I bet if you quick-release the front tire, lock it to the back tire with one lock, and then lock it to the frame with another lock, thieves will be too lazy to even look at it.


----------



## shortribs (Oct 7, 2012)

Have you looked into Pitlocks? While the cost of a set is nearly equivalent to the bicycle's cost you'll free yourself from carrying multiple heavier locks.


----------



## JasonLopez (Aug 19, 2012)

Man that bike is going to be stolen so fast.

Which college did you say you were at again?


----------



## Montobo (Sep 6, 2012)

Security depends on the campus. Is it small town or inner city? The main thing is make sure it cannot be stolen. Also, if you use it for years, and it starts to look run-down, then later you could replace/refurbish components, get the frame re-painted, and you would have gotten wonderful riding pleasure out of it. In the meantime, ride it well, secure it well. Life is short.

Enjoy the ride.


----------



## jrm (Dec 23, 2001)

*I had a couple of classes*

during the week where i asked the prof if i could bring my bike into the class room and they were cool with it. Hey its worth a try


----------



## frankdatank1337 (Jul 25, 2010)

jrm said:


> during the week where i asked the prof if i could bring my bike into the class room and they were cool with it. Hey its worth a try


Yeah, my professors were cool with it too. Id usually only do it when I forgot my lock or the bike rack was full though.

Also, to answer OP. If you lock the frame right the odds are it wont get stolen. I used to commute everyday on my Masi Coltello (bright green) and Id leave it outside overnight every now and then... Usually came back to a missing wheel or other components but never the frame :thumbsup:


----------



## My Own Private Idaho (Aug 14, 2007)

I think that's too nice to leave in a bike rack on any college campus. Nice bike.


----------



## heybrady (Jul 3, 2011)

Nice ride. Unlike the idea of QR the front and lock it to the back wheel, then lock the frame separately. Also, QR the seatpost and take the seat into class with you. A bike with no seat and front wheel not attached is going to be pretty undesirable to steal


----------



## AndrwSwitch (May 28, 2009)

I really like just locking my bike and walking away. Having to do some disassembly and reassembly every time I go somewhere would really annoy me.

Now that I'm doing the two-lock thing, I actually feel a bit better about my rear wheel anyway. I've always locked the front wheel and main triangle to things, so no change there.
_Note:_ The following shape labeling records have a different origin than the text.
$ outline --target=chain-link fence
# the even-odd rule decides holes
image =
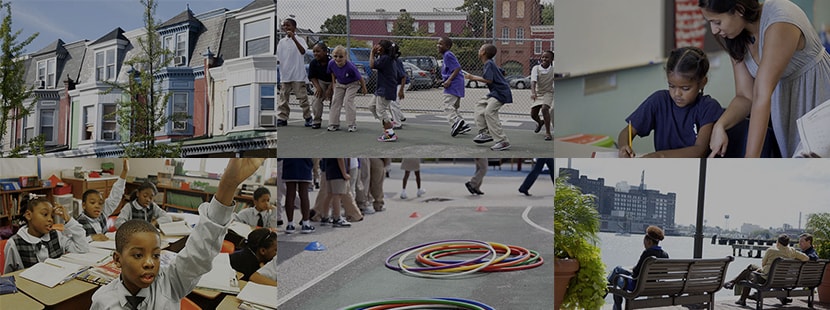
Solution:
[[[369,51],[380,40],[395,42],[405,62],[409,84],[401,108],[420,113],[443,111],[443,59],[437,48],[440,37],[452,39],[451,51],[462,70],[475,75],[481,75],[484,67],[478,57],[479,48],[492,43],[498,49],[496,64],[503,69],[513,93],[513,104],[504,106],[501,113],[527,115],[531,106],[530,70],[544,51],[553,50],[553,4],[540,0],[446,0],[432,2],[452,7],[427,8],[430,1],[423,2],[409,4],[417,7],[416,11],[397,7],[410,1],[281,0],[277,2],[278,26],[285,18],[297,22],[297,33],[309,46],[306,64],[313,59],[311,47],[317,42],[326,43],[329,49],[337,45],[348,48],[347,56],[364,73],[370,91],[355,98],[358,109],[368,108],[372,99],[376,81],[369,69]],[[277,31],[278,38],[285,36],[281,27]],[[473,103],[489,91],[483,83],[464,82],[461,111],[471,114]],[[311,83],[308,92],[314,92]],[[290,104],[299,103],[291,96]]]

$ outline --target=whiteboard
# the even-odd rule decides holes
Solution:
[[[556,2],[556,72],[571,76],[662,62],[663,0]],[[669,2],[673,3],[673,2]]]

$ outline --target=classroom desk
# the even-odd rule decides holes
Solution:
[[[594,152],[608,151],[615,149],[553,140],[553,157],[556,158],[591,158]]]
[[[19,279],[19,277],[16,277]],[[16,280],[17,281],[17,280]],[[43,304],[18,290],[14,294],[0,295],[0,305],[9,309],[43,309]]]
[[[92,305],[92,294],[98,288],[98,285],[78,279],[72,279],[64,284],[48,288],[17,276],[21,272],[23,270],[10,272],[5,276],[15,276],[18,290],[46,305],[49,309],[89,309]]]

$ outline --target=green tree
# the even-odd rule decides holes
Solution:
[[[156,143],[155,133],[164,130],[168,122],[181,121],[187,115],[167,115],[170,93],[156,87],[156,73],[167,67],[173,53],[161,45],[156,22],[155,0],[141,0],[144,6],[145,36],[138,38],[136,55],[124,65],[137,70],[130,71],[126,82],[107,82],[108,92],[119,90],[123,96],[118,102],[115,116],[120,145],[124,157],[181,157],[181,143]]]
[[[0,147],[5,143],[3,140],[9,130],[9,122],[21,120],[32,113],[34,102],[28,105],[23,103],[32,98],[32,86],[26,85],[25,62],[20,59],[20,56],[24,48],[38,36],[35,33],[18,42],[22,30],[12,30],[11,4],[0,0],[0,10],[4,8],[6,14],[0,23]],[[8,156],[18,157],[27,148],[30,154],[42,154],[43,135],[28,138],[31,139],[12,147]],[[0,157],[3,155],[0,150]]]
[[[492,34],[490,29],[493,28],[493,0],[464,0],[464,3],[455,9],[467,12],[467,24],[472,28],[473,35],[486,38],[488,34]]]

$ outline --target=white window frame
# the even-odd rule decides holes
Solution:
[[[57,58],[44,59],[37,62],[37,79],[43,81],[44,88],[55,88]]]

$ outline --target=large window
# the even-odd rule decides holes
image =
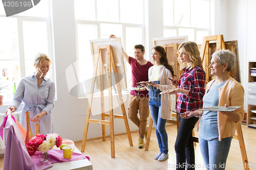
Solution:
[[[134,45],[144,43],[143,0],[75,0],[75,16],[80,82],[93,76],[90,40],[114,34],[121,37],[123,48],[130,56],[134,55]],[[127,86],[131,87],[131,67],[126,61],[124,64]]]
[[[202,43],[210,35],[209,0],[163,0],[164,37],[187,35]]]
[[[54,63],[51,32],[50,0],[41,1],[35,7],[7,17],[0,3],[0,83],[8,85],[3,95],[4,102],[12,100],[14,83],[31,75],[35,70],[33,59],[38,53],[48,54]],[[53,64],[48,73],[54,80]]]

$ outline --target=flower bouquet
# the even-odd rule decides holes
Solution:
[[[26,144],[26,147],[29,155],[33,155],[36,151],[39,151],[39,160],[47,162],[50,159],[47,155],[49,149],[52,149],[55,144],[57,148],[59,148],[62,142],[62,138],[56,133],[48,134],[47,135],[40,134],[31,138]]]

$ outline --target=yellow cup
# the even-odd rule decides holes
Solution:
[[[65,159],[71,158],[72,155],[72,147],[71,146],[65,146],[62,147],[63,157]]]

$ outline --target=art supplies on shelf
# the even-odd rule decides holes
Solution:
[[[250,110],[251,112],[252,112],[252,113],[256,113],[256,110]]]
[[[232,112],[237,109],[239,109],[241,107],[241,106],[229,106],[229,107],[225,107],[225,106],[213,106],[213,107],[209,107],[204,108],[202,108],[201,109],[199,109],[198,110],[202,110],[202,111],[224,111],[224,112]]]

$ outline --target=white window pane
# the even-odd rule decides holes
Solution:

But now, I'm independently locking both wheels and the frame to something with a cable lock, as well as using a more serious U-lock on the front wheel and frame. The theory is that if a thief needs to defeat two locks (which I'm sure they can) to get to my bike but only one to take the more expensive one sitting next to it, they'll generally take the easier score.
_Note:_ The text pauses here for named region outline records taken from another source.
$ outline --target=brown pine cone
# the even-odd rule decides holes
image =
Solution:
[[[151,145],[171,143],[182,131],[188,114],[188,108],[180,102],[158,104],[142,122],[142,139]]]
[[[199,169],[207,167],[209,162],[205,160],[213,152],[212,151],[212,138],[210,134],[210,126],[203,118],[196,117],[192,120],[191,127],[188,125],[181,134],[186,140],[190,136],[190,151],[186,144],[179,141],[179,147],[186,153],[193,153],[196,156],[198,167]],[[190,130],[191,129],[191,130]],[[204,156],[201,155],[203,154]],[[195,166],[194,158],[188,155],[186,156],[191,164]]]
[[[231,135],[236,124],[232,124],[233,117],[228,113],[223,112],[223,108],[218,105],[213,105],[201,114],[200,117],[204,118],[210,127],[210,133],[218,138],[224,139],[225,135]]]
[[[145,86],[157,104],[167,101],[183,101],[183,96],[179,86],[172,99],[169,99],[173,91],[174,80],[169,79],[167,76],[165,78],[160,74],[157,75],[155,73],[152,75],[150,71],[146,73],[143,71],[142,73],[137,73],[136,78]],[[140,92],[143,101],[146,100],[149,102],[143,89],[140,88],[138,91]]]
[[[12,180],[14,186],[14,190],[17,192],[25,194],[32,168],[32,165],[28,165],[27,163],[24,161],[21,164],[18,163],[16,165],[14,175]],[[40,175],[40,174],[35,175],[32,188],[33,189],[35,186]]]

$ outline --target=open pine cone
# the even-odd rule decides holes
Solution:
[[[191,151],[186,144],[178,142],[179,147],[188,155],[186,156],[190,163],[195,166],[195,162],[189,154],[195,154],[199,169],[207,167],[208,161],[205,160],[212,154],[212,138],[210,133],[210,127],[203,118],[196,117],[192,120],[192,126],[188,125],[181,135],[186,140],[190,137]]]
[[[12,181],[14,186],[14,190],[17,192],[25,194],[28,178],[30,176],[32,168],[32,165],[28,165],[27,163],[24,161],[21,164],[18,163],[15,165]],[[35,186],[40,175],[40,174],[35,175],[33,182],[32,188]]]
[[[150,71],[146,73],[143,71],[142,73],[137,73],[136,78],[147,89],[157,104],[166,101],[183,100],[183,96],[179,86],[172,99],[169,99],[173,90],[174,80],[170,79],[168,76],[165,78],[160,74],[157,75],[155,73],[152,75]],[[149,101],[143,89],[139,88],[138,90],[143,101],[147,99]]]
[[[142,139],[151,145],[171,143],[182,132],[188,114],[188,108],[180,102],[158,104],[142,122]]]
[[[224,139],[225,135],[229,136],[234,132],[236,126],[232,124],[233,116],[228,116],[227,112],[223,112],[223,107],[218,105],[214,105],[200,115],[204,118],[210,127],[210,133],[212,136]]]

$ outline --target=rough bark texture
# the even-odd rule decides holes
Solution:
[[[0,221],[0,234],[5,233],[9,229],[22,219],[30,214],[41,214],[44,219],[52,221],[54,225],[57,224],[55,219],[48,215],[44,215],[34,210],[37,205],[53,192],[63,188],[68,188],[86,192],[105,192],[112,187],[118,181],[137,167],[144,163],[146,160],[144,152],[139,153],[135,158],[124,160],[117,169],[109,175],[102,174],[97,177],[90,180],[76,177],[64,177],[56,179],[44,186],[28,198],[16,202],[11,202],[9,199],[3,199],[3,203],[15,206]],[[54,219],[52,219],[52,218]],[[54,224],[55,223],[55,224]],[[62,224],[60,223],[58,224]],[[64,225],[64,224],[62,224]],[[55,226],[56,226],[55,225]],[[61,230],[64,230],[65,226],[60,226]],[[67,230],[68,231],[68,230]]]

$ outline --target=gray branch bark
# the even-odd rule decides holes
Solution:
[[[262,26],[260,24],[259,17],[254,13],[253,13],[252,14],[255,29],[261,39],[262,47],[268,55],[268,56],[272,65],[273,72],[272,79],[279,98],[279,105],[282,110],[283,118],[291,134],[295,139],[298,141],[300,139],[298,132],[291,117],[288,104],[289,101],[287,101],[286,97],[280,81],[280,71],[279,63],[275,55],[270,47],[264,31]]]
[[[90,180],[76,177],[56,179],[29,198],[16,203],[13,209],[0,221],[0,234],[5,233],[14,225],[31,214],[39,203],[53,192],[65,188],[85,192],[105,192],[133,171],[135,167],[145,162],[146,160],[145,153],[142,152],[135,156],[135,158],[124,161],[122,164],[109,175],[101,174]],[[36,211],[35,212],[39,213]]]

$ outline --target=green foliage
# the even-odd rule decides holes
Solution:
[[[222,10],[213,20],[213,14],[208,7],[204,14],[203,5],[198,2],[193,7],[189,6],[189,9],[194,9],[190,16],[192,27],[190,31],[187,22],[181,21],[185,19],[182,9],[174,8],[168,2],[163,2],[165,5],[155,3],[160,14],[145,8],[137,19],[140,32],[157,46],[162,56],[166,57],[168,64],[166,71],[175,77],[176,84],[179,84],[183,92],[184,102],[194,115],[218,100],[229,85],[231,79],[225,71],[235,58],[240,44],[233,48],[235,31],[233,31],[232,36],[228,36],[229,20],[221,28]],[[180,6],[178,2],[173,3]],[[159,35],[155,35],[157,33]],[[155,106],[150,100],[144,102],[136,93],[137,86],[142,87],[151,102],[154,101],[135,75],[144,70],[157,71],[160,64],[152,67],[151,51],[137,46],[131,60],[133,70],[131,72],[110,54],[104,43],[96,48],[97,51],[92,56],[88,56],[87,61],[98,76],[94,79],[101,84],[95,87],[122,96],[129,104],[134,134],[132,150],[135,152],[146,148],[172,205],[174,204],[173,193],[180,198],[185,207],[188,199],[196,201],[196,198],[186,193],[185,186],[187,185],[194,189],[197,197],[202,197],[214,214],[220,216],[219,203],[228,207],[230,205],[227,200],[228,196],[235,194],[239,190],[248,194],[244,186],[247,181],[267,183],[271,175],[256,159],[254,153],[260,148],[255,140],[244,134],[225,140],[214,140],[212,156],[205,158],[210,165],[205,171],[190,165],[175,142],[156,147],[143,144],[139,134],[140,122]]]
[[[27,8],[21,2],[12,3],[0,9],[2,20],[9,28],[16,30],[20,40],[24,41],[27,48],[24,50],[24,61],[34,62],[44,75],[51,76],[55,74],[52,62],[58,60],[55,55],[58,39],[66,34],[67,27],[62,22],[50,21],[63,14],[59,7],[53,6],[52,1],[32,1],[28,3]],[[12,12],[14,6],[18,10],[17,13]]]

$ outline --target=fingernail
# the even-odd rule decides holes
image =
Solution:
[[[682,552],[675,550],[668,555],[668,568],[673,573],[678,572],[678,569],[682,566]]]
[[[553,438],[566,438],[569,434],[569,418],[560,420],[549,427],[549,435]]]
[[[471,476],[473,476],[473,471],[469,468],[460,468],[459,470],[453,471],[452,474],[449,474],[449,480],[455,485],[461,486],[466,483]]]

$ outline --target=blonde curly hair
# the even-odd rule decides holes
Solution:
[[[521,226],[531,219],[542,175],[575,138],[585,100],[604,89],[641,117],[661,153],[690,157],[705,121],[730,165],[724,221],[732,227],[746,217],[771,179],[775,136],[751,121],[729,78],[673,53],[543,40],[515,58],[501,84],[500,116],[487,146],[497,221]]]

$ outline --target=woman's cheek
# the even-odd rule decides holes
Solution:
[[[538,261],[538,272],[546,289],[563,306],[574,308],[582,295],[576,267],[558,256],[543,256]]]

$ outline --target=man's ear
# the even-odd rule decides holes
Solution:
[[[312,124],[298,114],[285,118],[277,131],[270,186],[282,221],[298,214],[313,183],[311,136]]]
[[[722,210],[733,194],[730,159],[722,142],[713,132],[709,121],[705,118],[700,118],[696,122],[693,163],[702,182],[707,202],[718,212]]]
I sometimes use the bottle cage, but I don't use a seat wedge or a frame pump on my commuter, and I only put on a light when I'm going to use it. So nothing can be taken without using a tool.


----------



## Erik_A (Sep 14, 2008)

You could sell it on ebay for $500, then buy a cheaper craiglist ride for $50-$100 and pocket the rest.


----------



## tomk96 (Sep 24, 2007)

i like it.


----------



## froze (Sep 15, 2002)

Colnago will attract the attention of thieves that's for sure, so wrap the frame tubes with tubes and one person mentioned. Also use two different type of locks like a Krypto D lock and the thickest armored cable lock you can find.


----------